23.05.2015 – Verbalizzazione e verbali delle sedute degli organi e degli organismi collegiali negli enti locali

Verbalizzazione e verbali delle sedute degli organi e degli organismi collegiali negli enti locali

di Riccardo Nobile

 

La materia di cui ci occupiamo oggi sulle pagine di questa Gazzetta può apparire prima facie ovvia e scontata. Ad un attento esame dei suoi contenuti, così non è. Innanzi tutto non è chiaro quale sia la differenza fra la verbalizzazione, il processo verbale, l’estratto del verbale e deliberazione. Ed ancóra, è evidente che fra verbalizzazione e documentazione e fra verbale e documento vi è una perfetta simmetria, il che deve indurre a trattare i termini che abbiamo introdotto in piena e sinergica sintonia. Il tutto non senza sottacere che la verbalizzazione è un’attività, mentre il verbale ne è il prodotto, così come pure il verbale è una rappresentazione di accadimenti lato sensu intesi, mentre la deliberazione è un atto di volontà, la quale può avere, a seconda dei casi, direzioni differenti, ma non irrelate e dunque atteggiarsi in una manifestazione di volontà, conoscenza o giudizio. A queste premesse si aggiunge che non è immediatamente evidente quali siano le conseguenze che il verbale genera sulla deliberazione, soprattutto quando il primo presenta degli elementi di irregolarità o comunque dei vizî.
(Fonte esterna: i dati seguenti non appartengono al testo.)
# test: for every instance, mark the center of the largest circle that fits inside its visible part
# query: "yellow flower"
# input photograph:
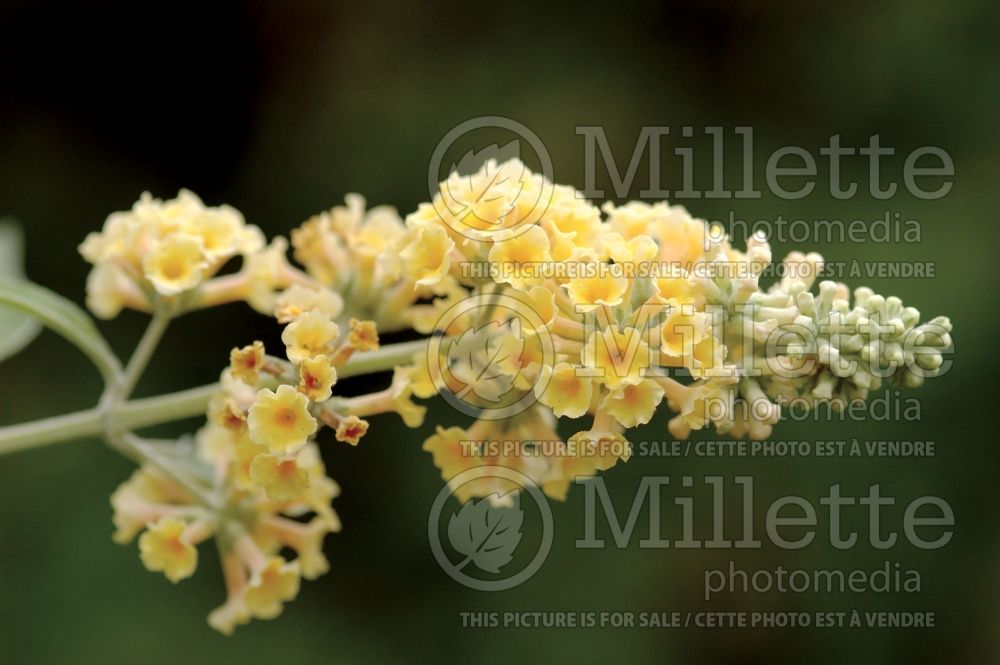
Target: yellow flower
(589, 293)
(245, 363)
(312, 334)
(639, 249)
(635, 218)
(281, 479)
(296, 300)
(616, 357)
(281, 420)
(514, 256)
(109, 289)
(363, 335)
(306, 540)
(682, 330)
(679, 289)
(271, 586)
(401, 391)
(145, 497)
(350, 429)
(222, 230)
(565, 391)
(682, 237)
(634, 404)
(316, 378)
(165, 548)
(425, 259)
(176, 264)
Un buon modo per affrontare la problematica in questione è distinguere in via preliminare fra verbale-attività, verbale prodotto e deliberazione, rimarcando in via preliminare, che il cosiddetto “processo verbale” è entità parossistica che rileva solo per accrescimento, giacché il primo coincide nella forma e nella sostanza col secondo.
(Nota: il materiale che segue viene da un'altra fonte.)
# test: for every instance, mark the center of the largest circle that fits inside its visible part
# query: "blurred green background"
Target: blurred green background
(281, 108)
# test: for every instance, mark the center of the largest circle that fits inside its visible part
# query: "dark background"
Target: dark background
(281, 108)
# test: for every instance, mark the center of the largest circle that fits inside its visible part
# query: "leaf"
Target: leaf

Cosa sia il verbale si ricava dalla sua natura giuridica di documento; cosa sia la verbalizzazione, dalla sua natura di attività preordinata alla produzione di un prodotto: il verbale, per l’appunto. Quale sia la caratterizzazione logico-funzionale del verbale deriva direttamente dal combinato disposto degli artt. 2699 e 2700 c.c.: il verbale è un documento dotato di una particolare e tutt’affatto specifica e peculiare forza rappresentativa, definita in funzione della sua provenienza e forza probatoria.
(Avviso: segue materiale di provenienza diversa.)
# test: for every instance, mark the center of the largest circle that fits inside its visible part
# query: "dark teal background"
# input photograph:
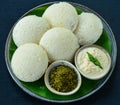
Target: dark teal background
(11, 94)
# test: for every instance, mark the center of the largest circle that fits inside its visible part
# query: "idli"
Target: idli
(29, 62)
(62, 15)
(89, 28)
(29, 29)
(60, 44)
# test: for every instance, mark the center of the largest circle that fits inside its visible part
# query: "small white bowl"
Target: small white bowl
(99, 73)
(64, 63)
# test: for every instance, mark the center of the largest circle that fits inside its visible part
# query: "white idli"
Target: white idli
(29, 62)
(29, 29)
(61, 15)
(89, 28)
(60, 44)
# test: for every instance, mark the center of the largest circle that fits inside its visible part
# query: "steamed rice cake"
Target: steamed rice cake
(29, 62)
(60, 44)
(89, 28)
(62, 15)
(29, 29)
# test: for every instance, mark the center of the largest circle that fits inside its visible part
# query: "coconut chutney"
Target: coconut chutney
(95, 67)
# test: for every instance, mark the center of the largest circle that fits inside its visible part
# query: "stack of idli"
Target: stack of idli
(60, 43)
(29, 62)
(62, 15)
(29, 29)
(89, 28)
(54, 36)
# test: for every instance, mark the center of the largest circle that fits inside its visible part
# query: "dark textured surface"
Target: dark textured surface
(11, 94)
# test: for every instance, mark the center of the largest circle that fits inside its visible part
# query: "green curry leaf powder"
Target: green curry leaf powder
(63, 79)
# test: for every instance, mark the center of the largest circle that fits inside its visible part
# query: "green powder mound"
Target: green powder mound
(63, 79)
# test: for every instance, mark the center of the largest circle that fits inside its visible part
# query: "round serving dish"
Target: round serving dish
(38, 89)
Il verbale è un atto giuridico, ed in quanto proveniente da una pubblica amministrazione, è un atto pubblico. Piú in dettaglio, il verbale è  un documento dotato di pubblica fede descrittivo di atti o fatti compiuti alla presenza di un soggetto verbalizzante appositamente incaricato piuttosto che da quest’ultimo. Vale a questo proposito quanto sancito dalle due norme appena richiamate, per la prima delle quali “l’atto pubblico è il documento redatto, con le richieste formalità, […] da [… un] pubblico ufficiale autorizzato ad attribuirgli pubblica fede nel luogo in cui l’atto è formato, mentre per la seconda“l’atto pubblico fa piena prova, fino a querela di falso, della provenienza del documento dal pubblico ufficiale che lo ha formato, nonché delle dichiarazioni delle parti e degli altri fatti che il pubblico ufficiale attesta avvenuti in sua presenza o da lui compiuti”.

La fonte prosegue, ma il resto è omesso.